Before Upgrading the Platform

This topic describes the tasks that you must complete before you upgrade the HPE Ezmeral Runtime Enterprise software. Hewlett Packard Enterprise highly recommends performing a configuration and upgrade pre-check and resolve issues before upgrading HPE Ezmeral Runtime Enterprise.

Verify Upgrade Path

Verify that the version of HPE Ezmeral Runtime Enterprise that you are upgrading from is a valid starting point when upgrading to HPE Ezmeral Runtime Enterprise 5.4.x. For information about upgrade paths, see Upgrading to HPE Ezmeral Runtime Enterprise 5.7.x.

Plan for Impact on Workloads

Upgrading to this version of HPE Ezmeral Runtime Enterprise involves multiple tasks, some of which require node reboots or pod restarts. See Upgrading to HPE Ezmeral Runtime Enterprise 5.7.x.

Upgrade Kubeflow

If your environment includes Kubeflow and you are upgrading HPE Ezmeral Runtime Enterprise, contact Hewlett Packard Enterprise support for assistance before you begin the upgrade. Several manual steps must be performed to replace the existing version of Kubeflow with the new version of Kubeflow.

Upgrade OS Versions

If your HPE Ezmeral Runtime Enterprise installation is based on an OS version that is not supported by HPE Ezmeral Runtime Enterprise 5.7.x, you must upgrade the OS version to at least the minimum supported version supported by HPE Ezmeral Runtime Enterprise.

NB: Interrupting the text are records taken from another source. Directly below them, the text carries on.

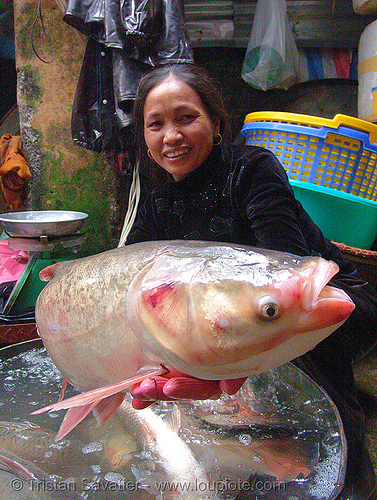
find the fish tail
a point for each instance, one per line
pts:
(49, 272)
(72, 418)
(105, 399)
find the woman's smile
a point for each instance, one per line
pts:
(177, 128)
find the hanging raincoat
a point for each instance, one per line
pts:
(127, 39)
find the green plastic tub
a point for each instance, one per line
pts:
(342, 217)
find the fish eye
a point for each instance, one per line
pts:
(269, 308)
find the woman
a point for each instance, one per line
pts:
(241, 194)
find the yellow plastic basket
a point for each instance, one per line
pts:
(340, 153)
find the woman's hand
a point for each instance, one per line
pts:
(177, 385)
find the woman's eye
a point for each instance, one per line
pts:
(187, 118)
(155, 124)
(268, 307)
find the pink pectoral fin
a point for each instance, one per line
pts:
(105, 400)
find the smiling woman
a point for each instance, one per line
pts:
(177, 128)
(214, 191)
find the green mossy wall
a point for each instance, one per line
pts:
(64, 176)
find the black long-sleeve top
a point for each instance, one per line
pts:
(240, 194)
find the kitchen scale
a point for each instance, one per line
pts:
(48, 236)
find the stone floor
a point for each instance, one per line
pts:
(366, 379)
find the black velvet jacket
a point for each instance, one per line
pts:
(240, 194)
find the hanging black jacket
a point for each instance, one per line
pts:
(127, 39)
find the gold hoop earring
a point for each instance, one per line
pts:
(219, 140)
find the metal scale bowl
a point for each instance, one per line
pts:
(48, 236)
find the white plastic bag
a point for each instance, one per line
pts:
(271, 56)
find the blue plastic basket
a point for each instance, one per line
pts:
(340, 154)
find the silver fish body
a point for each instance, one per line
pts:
(211, 310)
(181, 474)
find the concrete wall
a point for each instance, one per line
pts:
(64, 176)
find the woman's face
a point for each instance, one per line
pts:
(177, 128)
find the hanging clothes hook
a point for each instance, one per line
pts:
(39, 14)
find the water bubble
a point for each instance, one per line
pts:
(92, 447)
(114, 477)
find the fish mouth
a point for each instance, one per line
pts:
(316, 287)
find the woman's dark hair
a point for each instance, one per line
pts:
(198, 79)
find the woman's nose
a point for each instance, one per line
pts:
(172, 135)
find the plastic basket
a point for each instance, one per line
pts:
(340, 153)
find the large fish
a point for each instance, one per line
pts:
(211, 310)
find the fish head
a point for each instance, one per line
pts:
(234, 312)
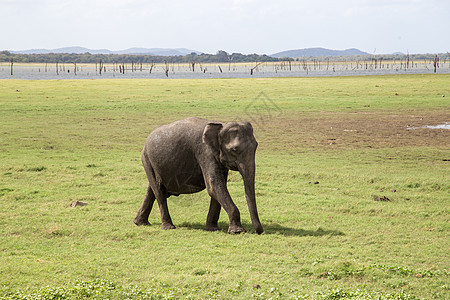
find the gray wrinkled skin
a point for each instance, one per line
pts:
(190, 155)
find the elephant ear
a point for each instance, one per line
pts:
(211, 137)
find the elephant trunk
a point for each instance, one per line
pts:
(247, 171)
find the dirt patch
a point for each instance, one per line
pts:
(355, 130)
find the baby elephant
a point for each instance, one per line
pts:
(190, 155)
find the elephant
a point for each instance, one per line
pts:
(189, 155)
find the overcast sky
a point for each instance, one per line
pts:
(246, 26)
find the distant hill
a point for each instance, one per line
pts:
(131, 51)
(311, 52)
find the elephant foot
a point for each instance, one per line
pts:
(234, 229)
(166, 226)
(210, 227)
(140, 222)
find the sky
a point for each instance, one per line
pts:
(244, 26)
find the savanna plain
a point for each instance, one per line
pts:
(352, 192)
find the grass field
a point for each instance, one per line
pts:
(328, 148)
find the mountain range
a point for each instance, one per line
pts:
(306, 52)
(311, 52)
(130, 51)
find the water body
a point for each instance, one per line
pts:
(446, 125)
(183, 71)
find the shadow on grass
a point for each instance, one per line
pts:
(269, 229)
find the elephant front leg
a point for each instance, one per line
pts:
(216, 186)
(145, 209)
(213, 216)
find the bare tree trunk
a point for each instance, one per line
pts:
(254, 68)
(435, 63)
(166, 69)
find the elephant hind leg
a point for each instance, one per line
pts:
(213, 216)
(145, 209)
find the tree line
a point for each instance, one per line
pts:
(219, 57)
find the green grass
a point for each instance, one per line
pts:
(62, 141)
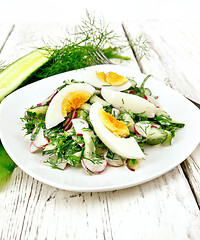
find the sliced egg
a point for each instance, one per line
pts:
(125, 147)
(110, 79)
(69, 98)
(118, 128)
(129, 102)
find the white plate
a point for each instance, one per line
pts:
(159, 160)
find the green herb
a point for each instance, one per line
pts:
(6, 164)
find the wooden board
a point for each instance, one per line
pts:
(164, 208)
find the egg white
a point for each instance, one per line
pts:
(54, 114)
(129, 102)
(125, 147)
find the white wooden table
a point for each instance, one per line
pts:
(165, 208)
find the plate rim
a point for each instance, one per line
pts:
(92, 189)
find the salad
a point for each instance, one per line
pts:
(97, 120)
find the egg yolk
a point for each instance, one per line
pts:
(115, 79)
(118, 128)
(112, 78)
(74, 100)
(101, 76)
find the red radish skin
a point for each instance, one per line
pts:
(68, 126)
(111, 162)
(79, 124)
(128, 166)
(52, 98)
(66, 122)
(40, 141)
(92, 168)
(79, 134)
(39, 105)
(139, 131)
(131, 91)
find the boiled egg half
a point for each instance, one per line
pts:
(113, 133)
(67, 99)
(129, 102)
(111, 79)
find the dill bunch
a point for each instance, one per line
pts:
(75, 51)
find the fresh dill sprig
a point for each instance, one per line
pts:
(140, 46)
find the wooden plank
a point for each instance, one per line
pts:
(6, 30)
(174, 55)
(32, 210)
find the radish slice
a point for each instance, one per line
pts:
(75, 139)
(66, 122)
(142, 128)
(115, 112)
(153, 100)
(94, 168)
(40, 141)
(33, 148)
(74, 114)
(79, 124)
(115, 162)
(130, 165)
(62, 166)
(51, 98)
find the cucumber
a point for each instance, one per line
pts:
(147, 92)
(95, 98)
(85, 106)
(161, 112)
(38, 110)
(88, 136)
(168, 140)
(16, 73)
(156, 136)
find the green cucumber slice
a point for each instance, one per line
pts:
(15, 74)
(88, 136)
(39, 110)
(95, 98)
(168, 140)
(156, 136)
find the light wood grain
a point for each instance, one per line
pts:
(174, 57)
(6, 30)
(164, 208)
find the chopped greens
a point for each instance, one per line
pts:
(66, 146)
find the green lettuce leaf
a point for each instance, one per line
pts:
(6, 163)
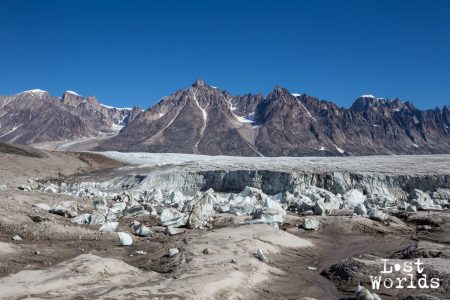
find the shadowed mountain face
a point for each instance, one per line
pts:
(35, 116)
(199, 119)
(205, 120)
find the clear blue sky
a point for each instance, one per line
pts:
(134, 52)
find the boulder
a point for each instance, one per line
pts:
(410, 208)
(66, 209)
(43, 206)
(17, 238)
(173, 252)
(253, 192)
(141, 230)
(377, 215)
(98, 217)
(260, 255)
(172, 217)
(310, 223)
(170, 230)
(109, 227)
(82, 219)
(125, 239)
(157, 196)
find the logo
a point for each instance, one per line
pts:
(407, 275)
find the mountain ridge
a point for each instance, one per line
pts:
(203, 119)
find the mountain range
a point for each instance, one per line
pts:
(203, 119)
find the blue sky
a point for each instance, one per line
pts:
(135, 52)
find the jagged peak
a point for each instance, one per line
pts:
(199, 83)
(279, 90)
(34, 92)
(72, 93)
(368, 96)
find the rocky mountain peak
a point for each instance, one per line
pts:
(199, 83)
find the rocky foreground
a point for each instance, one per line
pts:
(81, 225)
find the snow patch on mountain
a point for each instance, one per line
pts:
(118, 108)
(72, 92)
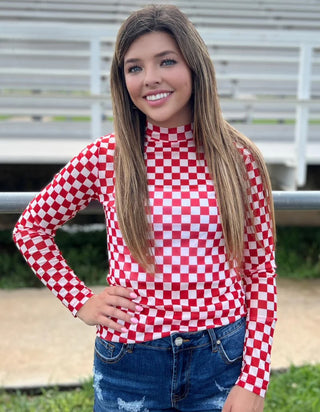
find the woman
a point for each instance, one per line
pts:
(188, 319)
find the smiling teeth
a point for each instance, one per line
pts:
(158, 96)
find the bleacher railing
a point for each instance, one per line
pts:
(16, 202)
(305, 41)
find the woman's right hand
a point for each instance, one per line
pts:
(104, 308)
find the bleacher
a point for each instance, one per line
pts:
(54, 83)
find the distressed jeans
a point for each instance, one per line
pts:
(189, 372)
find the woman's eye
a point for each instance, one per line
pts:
(134, 69)
(168, 62)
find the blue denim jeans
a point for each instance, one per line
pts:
(191, 372)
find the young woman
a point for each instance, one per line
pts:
(187, 321)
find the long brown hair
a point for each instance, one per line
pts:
(211, 133)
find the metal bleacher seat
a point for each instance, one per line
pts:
(54, 81)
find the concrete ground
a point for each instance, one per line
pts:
(42, 344)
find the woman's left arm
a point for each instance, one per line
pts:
(259, 280)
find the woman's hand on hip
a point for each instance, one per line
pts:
(104, 308)
(242, 400)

For a list of supported operating system versions, see OS Support.

To upgrade the operating system, see System Maintenance.

(Optional) Update or Configure Air Gap Settings

If you are using Kubernetes in an air-gapped environment or you want to change your current environment to air gap your Kubernetes objects, configure the air gap settings before you upgrade Kubernetes. Changes to Air gap settings are not propagated to the Kubernetes hosts until the host is rebooted or the Kubernetes version is upgraded.
IMPORTANT
Changing an existing HPE Ezmeral Runtime Enterprise configuration from a non-airgapped environment to an air-gapped environment forces a reinstall of Kubernetes clusters.

If you are changing an existing HPE Ezmeral Runtime Enterprise configuration from a non-airgapped environment to an air-gapped environment, contact Hewlett Packard Enterprise support for assistance before you begin the transition. Several manual steps must be performed to transition to an air-gapped environment.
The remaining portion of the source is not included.